Immanuel Wallerstein, Commentary No. 265, Sept. 15, 2009
In the last few weeks, there has been a marked increase of calls, coming from both liberal Democrats and conservative Republicans, for some kind of early “exit strategy” from Afghanistan. This is coming at the very moment that Gen. Stanley McChrystal, U.S. commander in Afghanistan, and Secretary of Defense Robert Gates are about to recommend formally to President Obama an increase in U.S. troop commitments there.
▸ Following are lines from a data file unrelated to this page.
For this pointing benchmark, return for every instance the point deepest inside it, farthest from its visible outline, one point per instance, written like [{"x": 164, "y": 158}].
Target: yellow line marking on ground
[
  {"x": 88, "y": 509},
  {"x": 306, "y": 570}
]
Nothing is certain, but the general expectation is that Obama will agree to this. After all, during the elections, Obama had said that he considered U.S. intervention in Iraq a mistake and wanted an early withdrawal. One of the reasons he gave was that it had prevented sending enough troops into Afghanistan. This was a version of the “bad war, good war” concept. Iraq was a “bad” war, Afghanistan a “good” one.
There has apparently been much debate in the inner circle of President Obama about the wisdom of escalating U.S. military commitments in Afghanistan. It is reported that the leading opponent of troop escalation in Afghanistan is none other than Vice-President Biden. Biden has always been considered somewhat of a Democratic hawk. So how come he is now opposing troop escalation? The reported reason is that he now considers Afghanistan a hopeless quagmire, and that investing troops there will prevent the United States from concentrating on the really important zone, Pakistan. So we have a new version of the “bad war, good war” doctrine. Afghanistan has become a “bad” war; Pakistan is the “good” one.
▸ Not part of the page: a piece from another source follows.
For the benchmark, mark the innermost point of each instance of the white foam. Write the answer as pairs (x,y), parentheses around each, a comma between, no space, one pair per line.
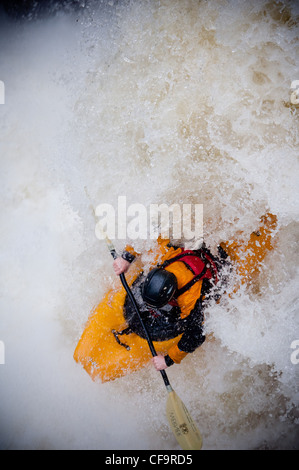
(174,101)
Why is it so difficult for the United States to extricate itself from military interventions it is so patently losing? Some left analysts, in the United States and elsewhere, say it is because the United States is an imperialist power and therefore engages in such military interventions in order to maintain its political and economic power in the world. This explanation is quite insufficient, for the simple reason that the United States has not won a single major military confrontation since 1945. As an imperialist power, it has shown great incompetence in achieving its goals.
Consider the five wars in which the United States has committed large numbers of troops since 1945. The biggest – in terms of numbers of troops, economic costs, and political impact – was Vietnam. The United States lost the war. The other four were the Korean War, the first Gulf War, the invasion of Afghanistan, and the second invasion of Iraq. The Korean War and the first Gulf War were politically draws. The wars ended at the exact point that they began. The United States is clearly losing the war in Afghanistan. I believe that history will judge the second invasion of Iraq a draw as well. When the U.S. finally pulls out, it will be no stronger politically than when it went in – probably indeed the opposite.
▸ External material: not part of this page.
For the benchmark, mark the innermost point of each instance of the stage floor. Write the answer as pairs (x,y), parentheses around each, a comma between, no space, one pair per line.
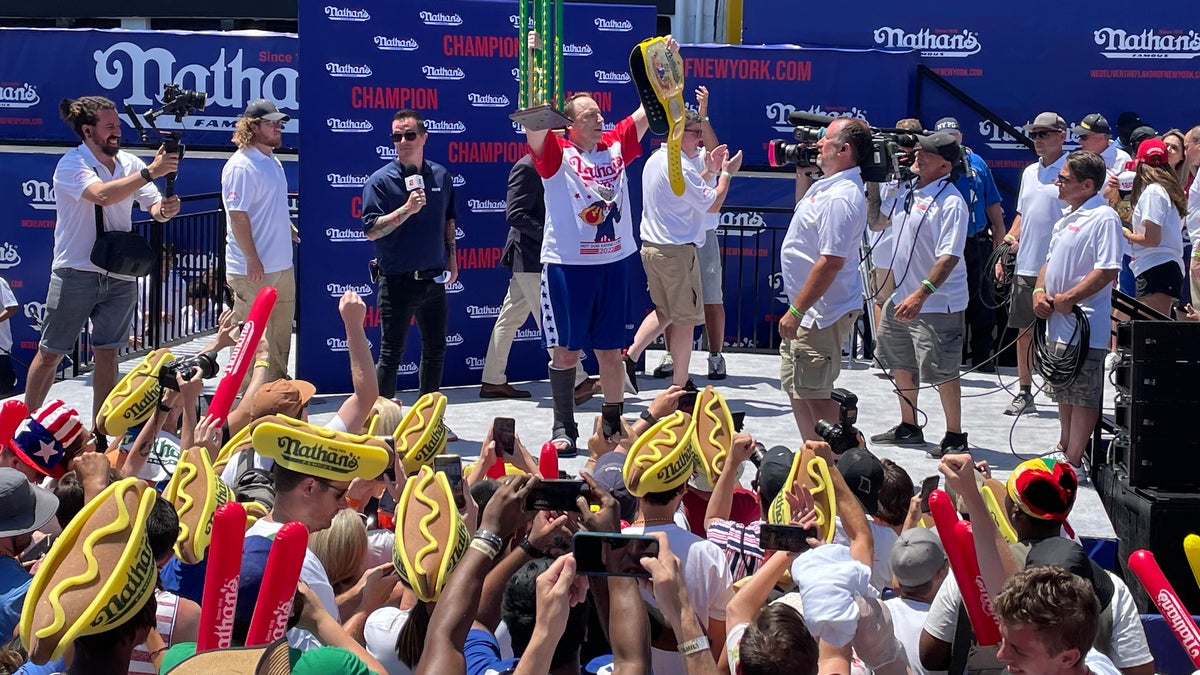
(753,386)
So what drives the United States to engage in such politically self-defeating actions, especially if we think of the United States as a hegemonic power trying to control the entire world to its advantage? To answer that, we have to look at the internal politics of the United States.
All great powers, and especially hegemonic powers, are intensely nationalist. They believe in themselves and in their moral and political right to assert their so-called national interests. The overwhelming majority of their citizens consider themselves patriotic, and take this to mean that their government ought indeed to assert itself vigorously, and if necessary militarily, in the world arena. In the United States, since 1945, the percentage of the population who are principled anti-imperialists is politically insignificant.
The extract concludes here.